Re: [R] Suggestion for big files [was: Re: A comment about R:]

From: Wensui Liu <liuwensui_at_gmail.com>
Date: Sat 07 Jan 2006 - 02:23:58 EST

RG,

Actually, SQLite provides a solution to read *.csv file directly into db.

Just for your consideration.

On 1/5/06, ronggui <ronggui.huang@gmail.com> wrote:
>
> 2006/1/6, jim holtman <jholtman@gmail.com>:
> > If what you are reading in is numeric data, then it would require (807 *
> > 118519 * 8) 760MB just to store a single copy of the object -- more
> memory
> > than you have on your computer. If you were reading it in, then the
> problem
> > is the paging that was occurring.
> In fact,If I read it in 3 pieces, each is about 170M.
>
> >
> > You have to look at storing this in a database and working on a subset
> of
> > the data. Do you really need to have all 807 variables in memory at the
> > same time?
>
> Yip,I don't need all the variables.But I don't know how to get the
> necessary variables into R.
>
> At last I read the data in piece and use RSQLite package to write it
> to a database.and do then do the analysis. If i am familiar with
> database software, using database (and R) is the best choice,but
> convert the file into database format is not an easy job for me.I ask
> for help in SQLite list,but the solution is not satisfying as that
> required the knowledge about the third script language.After searching
> the internet,I get this solution:
>
> #begin
> rm(list=ls())
> f<-file("D:\wvsevs_sb_v4.csv","r")
> i <- 0
> done <- FALSE
> library(RSQLite)
> con<-dbConnect("SQLite","c:\sqlite\database.db3")
> tim1<-Sys.time()
>
> while(!done){
> i<-i+1
> tt<-readLines(f,2500)
> if (length(tt)<2500) done <- TRUE
> tt<-textConnection(tt)
> if (i==1) {
> assign("dat",read.table(tt,head=T,sep=",",quote=""));
> }
> else assign("dat",read.table(tt,head=F,sep=",",quote=""))
> close(tt)
> ifelse(dbExistsTable(con, "wvs"),dbWriteTable(con,"wvs",dat,append=T),
> dbWriteTable(con,"wvs",dat) )
> }
> close(f)
> #end
> It's not the best solution,but it works.
>
>
>
> > If you use 'scan', you could specify that you do not want some of the
> > variables read in so it might make a more reasonably sized objects.
> >
> >
> > On 1/5/06, François Pinard <pinard@iro.umontreal.ca> wrote:
> > > [ronggui]
> > >
> > > >R's week when handling large data file.
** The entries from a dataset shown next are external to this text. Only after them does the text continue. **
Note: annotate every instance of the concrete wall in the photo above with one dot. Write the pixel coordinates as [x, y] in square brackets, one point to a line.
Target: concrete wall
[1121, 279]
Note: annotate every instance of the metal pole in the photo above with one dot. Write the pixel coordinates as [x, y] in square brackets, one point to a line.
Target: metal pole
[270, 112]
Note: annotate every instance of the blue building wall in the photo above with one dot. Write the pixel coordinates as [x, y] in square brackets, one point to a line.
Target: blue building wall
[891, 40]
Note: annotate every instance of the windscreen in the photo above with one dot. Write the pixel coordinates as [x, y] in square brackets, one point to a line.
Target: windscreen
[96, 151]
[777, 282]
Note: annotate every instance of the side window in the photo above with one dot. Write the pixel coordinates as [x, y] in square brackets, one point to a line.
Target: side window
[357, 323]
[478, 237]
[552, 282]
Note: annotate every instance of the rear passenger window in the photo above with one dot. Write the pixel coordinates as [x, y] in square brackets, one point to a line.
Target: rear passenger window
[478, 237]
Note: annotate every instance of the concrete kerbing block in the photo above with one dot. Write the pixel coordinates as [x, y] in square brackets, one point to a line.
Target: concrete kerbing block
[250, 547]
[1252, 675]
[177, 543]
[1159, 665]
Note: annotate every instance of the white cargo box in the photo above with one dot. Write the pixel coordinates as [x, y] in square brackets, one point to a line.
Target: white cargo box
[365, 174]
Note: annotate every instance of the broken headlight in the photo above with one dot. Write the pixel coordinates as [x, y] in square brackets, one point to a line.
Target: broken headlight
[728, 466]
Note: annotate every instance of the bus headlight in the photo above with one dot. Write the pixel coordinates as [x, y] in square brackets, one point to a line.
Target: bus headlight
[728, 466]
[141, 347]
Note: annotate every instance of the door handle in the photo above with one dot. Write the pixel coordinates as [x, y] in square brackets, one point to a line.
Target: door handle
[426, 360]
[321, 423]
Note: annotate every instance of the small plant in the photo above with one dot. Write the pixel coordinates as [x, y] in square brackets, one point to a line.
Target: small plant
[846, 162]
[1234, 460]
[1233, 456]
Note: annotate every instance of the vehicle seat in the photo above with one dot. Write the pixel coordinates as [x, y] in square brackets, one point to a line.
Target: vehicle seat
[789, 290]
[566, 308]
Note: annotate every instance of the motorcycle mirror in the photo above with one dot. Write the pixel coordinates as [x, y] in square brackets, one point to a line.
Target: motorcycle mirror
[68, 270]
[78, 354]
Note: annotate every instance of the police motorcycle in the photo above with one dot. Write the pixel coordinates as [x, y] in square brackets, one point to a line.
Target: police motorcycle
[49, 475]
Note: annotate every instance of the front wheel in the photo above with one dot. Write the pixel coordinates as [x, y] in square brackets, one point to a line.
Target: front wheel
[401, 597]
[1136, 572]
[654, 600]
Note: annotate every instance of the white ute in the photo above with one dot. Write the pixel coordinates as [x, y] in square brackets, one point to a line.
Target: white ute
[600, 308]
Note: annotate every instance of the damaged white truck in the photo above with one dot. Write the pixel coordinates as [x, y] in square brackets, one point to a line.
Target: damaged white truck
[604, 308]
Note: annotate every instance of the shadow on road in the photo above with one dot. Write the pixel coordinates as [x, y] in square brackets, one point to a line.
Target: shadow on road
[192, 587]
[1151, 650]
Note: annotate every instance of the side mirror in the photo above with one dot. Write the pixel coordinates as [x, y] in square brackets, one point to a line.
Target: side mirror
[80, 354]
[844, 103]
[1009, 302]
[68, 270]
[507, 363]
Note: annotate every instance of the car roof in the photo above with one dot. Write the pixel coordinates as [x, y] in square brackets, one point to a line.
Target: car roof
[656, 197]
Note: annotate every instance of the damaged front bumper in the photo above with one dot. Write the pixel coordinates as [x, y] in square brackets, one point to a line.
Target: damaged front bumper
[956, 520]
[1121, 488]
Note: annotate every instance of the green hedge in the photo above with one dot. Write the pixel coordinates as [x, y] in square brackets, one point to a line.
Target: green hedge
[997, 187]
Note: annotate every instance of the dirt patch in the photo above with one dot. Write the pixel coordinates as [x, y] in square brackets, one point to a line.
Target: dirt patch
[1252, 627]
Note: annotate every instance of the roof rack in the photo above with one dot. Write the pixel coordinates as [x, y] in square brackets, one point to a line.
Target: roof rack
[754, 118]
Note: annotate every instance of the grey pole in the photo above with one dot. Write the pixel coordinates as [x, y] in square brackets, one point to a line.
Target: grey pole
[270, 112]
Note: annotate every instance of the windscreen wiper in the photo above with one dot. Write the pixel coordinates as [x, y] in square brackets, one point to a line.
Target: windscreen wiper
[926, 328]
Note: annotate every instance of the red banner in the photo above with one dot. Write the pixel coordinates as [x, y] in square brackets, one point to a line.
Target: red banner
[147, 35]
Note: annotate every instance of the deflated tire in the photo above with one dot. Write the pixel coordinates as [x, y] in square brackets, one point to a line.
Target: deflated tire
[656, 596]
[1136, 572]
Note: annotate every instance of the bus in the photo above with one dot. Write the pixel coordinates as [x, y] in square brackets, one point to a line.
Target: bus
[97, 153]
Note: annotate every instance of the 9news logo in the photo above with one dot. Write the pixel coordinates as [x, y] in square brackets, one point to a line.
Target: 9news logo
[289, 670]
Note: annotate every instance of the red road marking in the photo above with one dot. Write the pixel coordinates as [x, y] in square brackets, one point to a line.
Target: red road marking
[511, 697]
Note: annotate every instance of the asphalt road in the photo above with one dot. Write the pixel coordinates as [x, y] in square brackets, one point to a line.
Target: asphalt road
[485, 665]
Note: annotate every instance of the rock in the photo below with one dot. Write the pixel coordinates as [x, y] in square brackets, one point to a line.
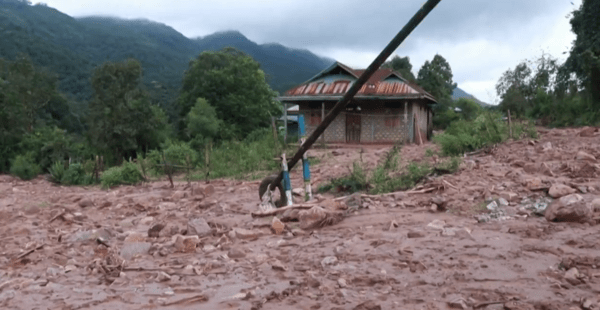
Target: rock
[368, 305]
[210, 248]
[178, 195]
[546, 146]
[246, 234]
[510, 196]
[131, 249]
[583, 156]
[588, 132]
[588, 303]
[399, 195]
[163, 277]
[236, 253]
[415, 234]
[207, 203]
[560, 190]
[596, 205]
[434, 208]
[328, 261]
[535, 184]
[572, 276]
[493, 206]
[312, 217]
[530, 168]
[437, 225]
[209, 190]
[278, 265]
[277, 226]
[186, 244]
[313, 282]
[86, 203]
[170, 230]
[298, 192]
[147, 220]
[457, 302]
[440, 202]
[569, 208]
[199, 227]
[154, 231]
[502, 202]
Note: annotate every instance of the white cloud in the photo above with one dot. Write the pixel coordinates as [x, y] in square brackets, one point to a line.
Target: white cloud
[480, 39]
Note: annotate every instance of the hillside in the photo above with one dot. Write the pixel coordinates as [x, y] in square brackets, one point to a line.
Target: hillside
[459, 93]
[73, 47]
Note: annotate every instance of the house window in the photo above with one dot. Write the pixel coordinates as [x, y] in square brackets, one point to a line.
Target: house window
[314, 119]
[392, 122]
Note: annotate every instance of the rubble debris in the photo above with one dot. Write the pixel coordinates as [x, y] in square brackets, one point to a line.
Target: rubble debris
[560, 190]
[199, 227]
[570, 208]
[583, 156]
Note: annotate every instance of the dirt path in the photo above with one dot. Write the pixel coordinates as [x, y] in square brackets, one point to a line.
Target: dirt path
[85, 248]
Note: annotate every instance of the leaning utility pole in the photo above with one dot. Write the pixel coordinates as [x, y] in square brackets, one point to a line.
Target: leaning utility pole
[340, 105]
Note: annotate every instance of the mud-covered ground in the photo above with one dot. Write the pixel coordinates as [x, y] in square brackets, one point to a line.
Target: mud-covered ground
[484, 244]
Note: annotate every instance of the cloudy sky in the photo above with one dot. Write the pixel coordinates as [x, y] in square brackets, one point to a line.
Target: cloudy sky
[480, 38]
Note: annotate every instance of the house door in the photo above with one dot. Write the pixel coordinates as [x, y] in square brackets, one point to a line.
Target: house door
[352, 128]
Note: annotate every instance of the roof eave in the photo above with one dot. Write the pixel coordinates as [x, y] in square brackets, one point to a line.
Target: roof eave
[336, 98]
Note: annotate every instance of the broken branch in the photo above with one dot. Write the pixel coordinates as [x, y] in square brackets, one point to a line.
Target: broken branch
[281, 210]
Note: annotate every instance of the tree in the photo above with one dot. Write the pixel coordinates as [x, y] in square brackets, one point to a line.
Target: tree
[122, 120]
[29, 99]
[233, 83]
[436, 78]
[202, 122]
[469, 109]
[584, 59]
[401, 65]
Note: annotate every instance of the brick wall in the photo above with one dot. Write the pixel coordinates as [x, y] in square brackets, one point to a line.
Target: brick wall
[378, 123]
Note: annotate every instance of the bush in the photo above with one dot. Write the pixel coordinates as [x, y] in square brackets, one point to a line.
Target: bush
[75, 174]
[239, 158]
[50, 144]
[127, 174]
[24, 167]
[356, 181]
[387, 177]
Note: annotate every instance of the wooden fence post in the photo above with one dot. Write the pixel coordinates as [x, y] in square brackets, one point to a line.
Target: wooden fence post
[509, 125]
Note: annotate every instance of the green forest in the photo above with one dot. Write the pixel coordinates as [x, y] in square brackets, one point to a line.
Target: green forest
[101, 100]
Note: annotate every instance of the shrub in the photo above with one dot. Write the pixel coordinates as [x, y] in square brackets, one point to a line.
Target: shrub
[175, 153]
[356, 181]
[128, 174]
[24, 167]
[57, 172]
[239, 158]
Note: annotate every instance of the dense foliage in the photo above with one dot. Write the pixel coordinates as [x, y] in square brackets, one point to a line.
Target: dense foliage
[72, 48]
[401, 65]
[233, 83]
[435, 77]
[122, 120]
[560, 94]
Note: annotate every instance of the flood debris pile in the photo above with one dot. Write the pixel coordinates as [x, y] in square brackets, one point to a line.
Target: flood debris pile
[200, 247]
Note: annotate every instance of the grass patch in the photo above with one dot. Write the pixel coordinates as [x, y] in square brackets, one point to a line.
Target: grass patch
[126, 174]
[25, 168]
[487, 129]
[74, 174]
[387, 176]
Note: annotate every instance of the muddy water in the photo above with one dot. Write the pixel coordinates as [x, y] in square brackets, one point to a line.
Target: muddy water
[394, 252]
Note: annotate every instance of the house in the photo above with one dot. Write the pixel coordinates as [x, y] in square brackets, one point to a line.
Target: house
[387, 109]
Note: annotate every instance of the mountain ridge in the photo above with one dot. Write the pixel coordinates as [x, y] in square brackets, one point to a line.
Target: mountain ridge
[72, 47]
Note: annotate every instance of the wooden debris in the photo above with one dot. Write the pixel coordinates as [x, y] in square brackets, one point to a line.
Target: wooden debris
[283, 209]
[30, 251]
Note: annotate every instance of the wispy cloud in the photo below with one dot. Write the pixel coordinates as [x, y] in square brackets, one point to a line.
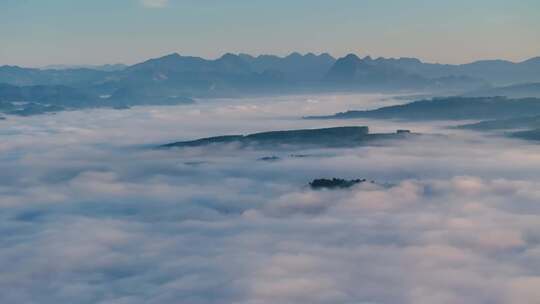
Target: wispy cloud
[154, 3]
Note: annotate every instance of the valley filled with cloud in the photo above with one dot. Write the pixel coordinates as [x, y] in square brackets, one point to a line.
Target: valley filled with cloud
[92, 212]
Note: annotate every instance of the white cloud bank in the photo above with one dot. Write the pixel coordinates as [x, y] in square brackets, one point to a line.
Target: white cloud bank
[87, 218]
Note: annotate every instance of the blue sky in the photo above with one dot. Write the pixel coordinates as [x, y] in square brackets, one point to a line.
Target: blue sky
[37, 32]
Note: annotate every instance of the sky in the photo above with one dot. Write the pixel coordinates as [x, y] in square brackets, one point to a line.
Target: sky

I has a data file : 807
> vars,
> > > >118519 obs.and its CVS format. Stata can read it in in 2 minus,but
> In
> > > >my PC,R almost can not handle. my pc's cpu 1.7G ;RAM 512M.
> > >
> > > Just (another) thought. I used to use SPSS, many, many years ago, on
> > > CDC machines, where the CPU had limited memory and no kind of paging
> > > architecture. Files did not need to be very large for being too
> large.
> > >
> > > SPSS had a feature that was then useful, about the capability of
> > > sampling a big dataset directly at file read time, quite before
> > > processing starts. Maybe something similar could help in R (that is,
> > > instead of reading the whole data in memory, _then_ sampling it.)
> > >
> > > One can read records from a file, up to a preset amount of them. If
> the
> > > file happens to contain more records than that preset number (the
> number
> > > of records in the whole file is not known beforehand), already read
> > > records may be dropped at random and replaced by other records coming
> > > from the file being read. If the random selection algorithm is
> properly
> > > chosen, it can be made so that all records in the original file have
> > > equal probability of being kept in the final subset.
> > >
> > > If such a sampling facility was built right within usual R reading
> > > routines (triggered by an extra argument, say), it could offer
> > > a compromise for processing large files, and also sometimes accelerate
> > > computations for big problems, even when memory is not at stake.
> > >
> > > --
> > > François Pinard http://pinard.progiciels-bpi.ca
> > >
> > > ______________________________________________
> > > R-help@stat.math.ethz.ch mailing list
> > > https://stat.ethz.ch/mailman/listinfo/r-help
> > > PLEASE do read the posting guide!
> > http://www.R-project.org/posting-guide.html
> > >
> >
> >
> >
> > --
> > Jim Holtman
> > Cincinnati, OH
> > +1 513 247 0281
> >
> > What the problem you are trying to solve?
>
>
> --
> 黄荣贵
> Deparment of Sociology
> Fudan University
>
> ______________________________________________
> R-help@stat.math.ethz.ch mailing list
> https://stat.ethz.ch/mailman/listinfo/r-help
> PLEASE do read the posting guide!
> http://www.R-project.org/posting-guide.html

--
WenSui Liu
(http://statcompute.blogspot.com)
Senior Decision Support Analyst
Health Policy and Clinical Effectiveness Cincinnati Children Hospital Medical Center

        [[alternative HTML version deleted]]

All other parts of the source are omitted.